The numerous “Quickstart” options are also part of this same strategy to minimize time to first call. Twilio obviously gets that adoption is a matter of simplicity and getting the developer to make that first call is half the battle. Each Quickstart offers a range of coding languages and delivers a clearly established use case.

Mapbox

Mapbox is an API-first company providing location data. What is interesting about its developer portal is the level of detail given to the discoverability and tutorials of the APIs. Along with the documentation, playgrounds help the user discover potential use cases for Mapbox products, and tutorials support them through their first steps.

What makes it great: discoverability through playgrounds and tutorials

  • Playgrounds to test and try functionalities

For each API, a playground enables the user to test functionalities in real-time without coding. A window produces the URL request and subsequent response, giving the user an idea of how the API works. Aside from the documentation they provide, the playgrounds illustrate the use cases of each API and thereby act as a discoverability tool. They therefore help improve adoption and extend potential usage.

  • Tutorials adapted to a wide range of profiles

Specific use cases are also available in the form of tutorials. The tutorials can be found by selecting the product and the required coding language. What’s interesting here is that the user can choose from varying levels of difficulty. This helps the user navigate, adapt, and progress by supporting their skills and providing them with baselines to use for further personalization

Blobr

Blobr provides a white-label developer portal combining most of the features previously mentioned in just a couple of minutes. It can be used as a branded developer portal uniquely for the purpose of sharing APIs or for monetizing them as well.

What makes it different: discoverability and all-in-one portal

  • Clear use cases and discoverability

A product catalog features APIs in the form of products: one API can be divided into several use cases that will have different values. This has the advantage of facilitating discoverability while displaying clear monetization models.

  • Quick implementation and workflows

Each product has its own implementation guide, in the form of workflows. Instead of having a look through the whole API documentation, users just have to follow the steps offered by the provider. Like in “Quickstarts” on other developer portals, users can test endpoints and easily implement the API product using code samples.

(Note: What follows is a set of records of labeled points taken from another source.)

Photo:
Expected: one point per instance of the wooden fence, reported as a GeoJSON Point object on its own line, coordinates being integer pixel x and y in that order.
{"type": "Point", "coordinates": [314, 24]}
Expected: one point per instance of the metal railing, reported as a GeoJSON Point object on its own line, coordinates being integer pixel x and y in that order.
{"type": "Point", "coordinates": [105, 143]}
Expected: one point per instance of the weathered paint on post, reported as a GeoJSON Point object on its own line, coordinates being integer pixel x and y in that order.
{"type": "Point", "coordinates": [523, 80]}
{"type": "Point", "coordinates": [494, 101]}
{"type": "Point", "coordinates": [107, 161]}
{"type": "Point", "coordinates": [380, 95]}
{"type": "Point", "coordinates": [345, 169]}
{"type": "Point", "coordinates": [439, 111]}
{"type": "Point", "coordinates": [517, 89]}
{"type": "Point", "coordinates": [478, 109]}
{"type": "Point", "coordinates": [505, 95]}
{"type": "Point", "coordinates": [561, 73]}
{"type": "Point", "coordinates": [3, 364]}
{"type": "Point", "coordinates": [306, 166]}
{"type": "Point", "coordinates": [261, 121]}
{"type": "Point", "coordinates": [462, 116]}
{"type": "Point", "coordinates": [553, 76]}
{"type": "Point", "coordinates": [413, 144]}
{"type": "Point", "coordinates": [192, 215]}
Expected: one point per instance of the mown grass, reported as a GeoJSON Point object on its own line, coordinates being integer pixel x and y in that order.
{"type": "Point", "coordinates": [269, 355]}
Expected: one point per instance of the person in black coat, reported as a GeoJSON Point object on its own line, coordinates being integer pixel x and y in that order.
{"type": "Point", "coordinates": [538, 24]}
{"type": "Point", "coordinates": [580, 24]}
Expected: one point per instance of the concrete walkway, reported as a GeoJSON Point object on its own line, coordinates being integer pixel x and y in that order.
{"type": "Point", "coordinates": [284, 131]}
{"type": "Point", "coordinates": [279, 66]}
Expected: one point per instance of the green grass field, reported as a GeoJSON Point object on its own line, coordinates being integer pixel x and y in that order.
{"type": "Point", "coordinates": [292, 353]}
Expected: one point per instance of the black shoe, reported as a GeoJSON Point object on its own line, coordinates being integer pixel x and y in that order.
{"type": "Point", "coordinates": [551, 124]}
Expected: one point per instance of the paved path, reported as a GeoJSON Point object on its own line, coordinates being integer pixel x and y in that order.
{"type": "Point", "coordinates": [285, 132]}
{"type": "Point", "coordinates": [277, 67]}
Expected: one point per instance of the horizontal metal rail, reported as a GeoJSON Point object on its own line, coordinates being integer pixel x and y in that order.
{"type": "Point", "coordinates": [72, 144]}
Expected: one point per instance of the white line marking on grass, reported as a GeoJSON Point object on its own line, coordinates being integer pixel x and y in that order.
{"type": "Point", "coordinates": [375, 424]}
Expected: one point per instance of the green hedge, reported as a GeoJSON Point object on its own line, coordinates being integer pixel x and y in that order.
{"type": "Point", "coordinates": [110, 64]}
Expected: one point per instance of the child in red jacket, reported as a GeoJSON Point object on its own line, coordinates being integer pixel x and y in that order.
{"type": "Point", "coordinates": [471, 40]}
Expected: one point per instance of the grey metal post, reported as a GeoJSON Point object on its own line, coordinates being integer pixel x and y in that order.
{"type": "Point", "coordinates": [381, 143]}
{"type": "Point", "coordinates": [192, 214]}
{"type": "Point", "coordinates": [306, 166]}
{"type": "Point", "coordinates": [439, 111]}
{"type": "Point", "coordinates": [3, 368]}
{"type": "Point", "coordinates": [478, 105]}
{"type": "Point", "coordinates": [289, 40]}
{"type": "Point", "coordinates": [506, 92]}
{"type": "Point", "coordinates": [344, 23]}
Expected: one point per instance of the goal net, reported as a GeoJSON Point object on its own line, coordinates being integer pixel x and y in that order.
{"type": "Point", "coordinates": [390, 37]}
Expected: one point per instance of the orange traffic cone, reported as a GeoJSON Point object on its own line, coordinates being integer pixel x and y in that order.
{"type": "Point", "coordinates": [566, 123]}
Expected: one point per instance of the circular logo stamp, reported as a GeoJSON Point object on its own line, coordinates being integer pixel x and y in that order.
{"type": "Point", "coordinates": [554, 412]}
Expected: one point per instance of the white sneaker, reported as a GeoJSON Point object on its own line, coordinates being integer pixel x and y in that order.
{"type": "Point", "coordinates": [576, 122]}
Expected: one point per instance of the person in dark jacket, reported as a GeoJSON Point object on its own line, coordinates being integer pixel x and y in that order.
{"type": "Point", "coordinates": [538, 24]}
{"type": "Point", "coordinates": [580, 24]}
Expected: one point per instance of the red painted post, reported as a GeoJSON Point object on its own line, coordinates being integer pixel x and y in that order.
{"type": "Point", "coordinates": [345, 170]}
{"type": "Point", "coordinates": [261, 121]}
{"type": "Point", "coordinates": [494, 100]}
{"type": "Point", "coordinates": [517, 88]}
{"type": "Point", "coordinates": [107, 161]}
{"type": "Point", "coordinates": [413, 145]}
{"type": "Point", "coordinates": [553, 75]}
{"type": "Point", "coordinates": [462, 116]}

  • All-in-one place for users

From API key management to payments, Blobr provides a single place for users to test, implement and manage their usage of APIs. The developer portal and the dashboard are in the same place.

Final words

There is not one perfect developer portal, but several, depending on your goals. But every developer portal needs to address all profiles and have clear use cases. A user-friendly design and branding, communication tools, analytics and logs, and comprehensive API documentation are also key to improving adoption. One could say that “developer portal” is too restrictive a term to designate a platform that no longer serves just as a technical website, but as a crucial asset to help grow your business and your API usage. These examples can help you reach a broader audience and complete your marketing website with an operational portal.